Clinical Neurophysiology
- Discipline: Clinical neurophysiology
- Language: English
- Edited by: U. Ziemann

Publication details
- Former name(s): Electroencephalography and Clinical Neurophysiology
- History: 1949-present
- Publisher: Elsevier (Netherlands)
- Frequency: Monthly
- Impact factor: 3.614 (2017)

Standard abbreviations
- ISO 4: Clin. Neurophysiol.

Indexing
- CODEN: CNEUFU
- ISSN: 1388-2457 (print) 1872-8952 (web)
- LCCN: 99038017
- OCLC no.: 40618487

Links
- Journal homepage; Online access; Online archive; Electroencephalography and Clinical Neurophysiology archives;

= Clinical Neurophysiology (journal) =

Clinical Neurophysiology is a monthly peer-reviewed medical journal published by Elsevier. It was established in 1949 as Electroencephalography and Clinical Neurophysiology and obtained its current title in 1999. The journal covers all aspects of neurophysiology, especially as relating to the pathophysiology underlying diseases of the central and peripheral nervous system. It is the official journal of the International Federation of Clinical Neurophysiology, the Brazilian Society of Clinical Neurophysiology, the Czech Society of Clinical Neurophysiology, the Italian Clinical Neurophysiology Society, and the International Society of Intraoperative Neurophysiology.

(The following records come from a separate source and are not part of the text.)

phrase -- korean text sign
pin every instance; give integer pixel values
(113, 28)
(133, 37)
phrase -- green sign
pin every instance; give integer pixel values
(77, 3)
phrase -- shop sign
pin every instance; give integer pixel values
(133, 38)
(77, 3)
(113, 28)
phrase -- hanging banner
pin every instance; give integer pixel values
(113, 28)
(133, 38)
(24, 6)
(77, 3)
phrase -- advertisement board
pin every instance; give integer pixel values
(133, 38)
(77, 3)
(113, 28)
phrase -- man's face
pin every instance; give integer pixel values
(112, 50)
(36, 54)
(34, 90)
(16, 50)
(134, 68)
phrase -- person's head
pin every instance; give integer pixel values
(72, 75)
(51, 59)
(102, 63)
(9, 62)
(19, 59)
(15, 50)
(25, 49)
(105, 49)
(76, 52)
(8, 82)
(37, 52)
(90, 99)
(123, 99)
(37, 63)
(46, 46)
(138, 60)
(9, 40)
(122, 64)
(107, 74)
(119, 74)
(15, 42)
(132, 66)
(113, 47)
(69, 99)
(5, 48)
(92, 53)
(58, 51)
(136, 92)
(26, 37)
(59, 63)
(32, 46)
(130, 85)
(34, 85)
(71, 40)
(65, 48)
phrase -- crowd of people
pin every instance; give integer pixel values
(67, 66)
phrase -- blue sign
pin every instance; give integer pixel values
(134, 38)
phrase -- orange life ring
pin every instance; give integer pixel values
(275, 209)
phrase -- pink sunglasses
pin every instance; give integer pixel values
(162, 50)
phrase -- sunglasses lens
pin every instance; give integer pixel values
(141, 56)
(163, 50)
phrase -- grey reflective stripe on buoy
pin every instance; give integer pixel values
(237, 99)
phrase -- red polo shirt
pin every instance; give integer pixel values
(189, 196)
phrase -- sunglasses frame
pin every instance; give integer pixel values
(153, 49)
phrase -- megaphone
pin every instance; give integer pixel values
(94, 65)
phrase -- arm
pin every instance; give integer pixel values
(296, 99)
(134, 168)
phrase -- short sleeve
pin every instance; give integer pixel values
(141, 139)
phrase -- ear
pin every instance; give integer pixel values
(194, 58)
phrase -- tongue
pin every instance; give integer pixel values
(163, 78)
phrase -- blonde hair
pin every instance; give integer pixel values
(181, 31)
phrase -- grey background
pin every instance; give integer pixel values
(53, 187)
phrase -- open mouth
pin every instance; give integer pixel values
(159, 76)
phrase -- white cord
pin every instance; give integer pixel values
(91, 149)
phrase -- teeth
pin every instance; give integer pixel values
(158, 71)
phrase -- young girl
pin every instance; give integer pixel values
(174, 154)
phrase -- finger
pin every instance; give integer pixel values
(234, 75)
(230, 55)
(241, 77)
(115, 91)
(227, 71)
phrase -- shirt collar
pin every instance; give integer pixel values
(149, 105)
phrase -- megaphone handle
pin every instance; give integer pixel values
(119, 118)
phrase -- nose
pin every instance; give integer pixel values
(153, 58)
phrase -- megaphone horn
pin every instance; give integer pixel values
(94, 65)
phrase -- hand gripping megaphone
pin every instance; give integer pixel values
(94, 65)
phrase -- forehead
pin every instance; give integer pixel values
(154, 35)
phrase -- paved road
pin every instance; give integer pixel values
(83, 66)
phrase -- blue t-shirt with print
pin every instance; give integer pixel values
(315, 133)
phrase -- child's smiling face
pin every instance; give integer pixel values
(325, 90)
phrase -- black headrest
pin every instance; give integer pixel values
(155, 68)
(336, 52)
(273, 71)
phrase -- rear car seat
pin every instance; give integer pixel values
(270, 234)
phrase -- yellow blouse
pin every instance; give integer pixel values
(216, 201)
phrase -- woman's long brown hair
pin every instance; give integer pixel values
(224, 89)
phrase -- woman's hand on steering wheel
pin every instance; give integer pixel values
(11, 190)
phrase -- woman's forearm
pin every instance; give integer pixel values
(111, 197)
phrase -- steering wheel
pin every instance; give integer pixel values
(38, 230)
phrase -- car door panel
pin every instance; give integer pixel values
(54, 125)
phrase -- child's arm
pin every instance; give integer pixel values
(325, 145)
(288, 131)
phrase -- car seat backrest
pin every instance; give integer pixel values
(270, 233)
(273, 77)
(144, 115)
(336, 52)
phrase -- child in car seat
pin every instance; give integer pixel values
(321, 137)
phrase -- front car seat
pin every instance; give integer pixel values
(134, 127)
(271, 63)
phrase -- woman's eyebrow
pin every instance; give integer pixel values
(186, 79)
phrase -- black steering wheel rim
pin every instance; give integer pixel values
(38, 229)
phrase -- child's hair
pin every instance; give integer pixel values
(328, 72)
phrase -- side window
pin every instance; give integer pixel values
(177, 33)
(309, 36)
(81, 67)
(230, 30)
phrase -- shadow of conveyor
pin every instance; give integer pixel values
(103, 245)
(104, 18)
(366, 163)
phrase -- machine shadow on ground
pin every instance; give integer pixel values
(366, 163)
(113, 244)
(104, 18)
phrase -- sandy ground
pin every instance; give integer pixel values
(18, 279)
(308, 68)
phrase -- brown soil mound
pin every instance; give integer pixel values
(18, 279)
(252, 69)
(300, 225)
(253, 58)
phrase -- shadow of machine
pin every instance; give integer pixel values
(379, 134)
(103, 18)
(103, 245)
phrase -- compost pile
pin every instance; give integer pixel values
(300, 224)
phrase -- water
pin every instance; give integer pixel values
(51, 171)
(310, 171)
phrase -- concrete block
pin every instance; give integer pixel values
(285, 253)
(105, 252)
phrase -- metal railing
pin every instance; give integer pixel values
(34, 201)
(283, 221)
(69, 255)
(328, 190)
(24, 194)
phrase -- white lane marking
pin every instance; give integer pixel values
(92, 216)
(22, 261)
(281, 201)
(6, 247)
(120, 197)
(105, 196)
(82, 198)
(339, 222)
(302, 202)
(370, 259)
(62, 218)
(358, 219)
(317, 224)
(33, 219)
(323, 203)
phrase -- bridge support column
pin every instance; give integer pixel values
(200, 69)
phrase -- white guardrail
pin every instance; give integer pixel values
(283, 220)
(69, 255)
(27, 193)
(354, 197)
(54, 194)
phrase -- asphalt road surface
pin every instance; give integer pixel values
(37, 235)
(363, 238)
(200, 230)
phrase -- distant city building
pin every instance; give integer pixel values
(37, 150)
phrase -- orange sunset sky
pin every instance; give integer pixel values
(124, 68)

==Abstracting and indexing==
The journal is abstracted and indexed in:

- BIOSIS Previews
- Chemical Abstracts
- Current Contents/Clinical Medicine
- Current Contents/Life Sciences
- Index Medicus/MEDLINE/PubMed
- Science Citation Index
- Embase
- Neuroscience Citation Index
- PASCAL
- Elsevier BIOBASE/Current Awareness in Biological Sciences
- Scopus

According to the Journal Citation Reports, the journal has a 2017 impact factor of 3.614.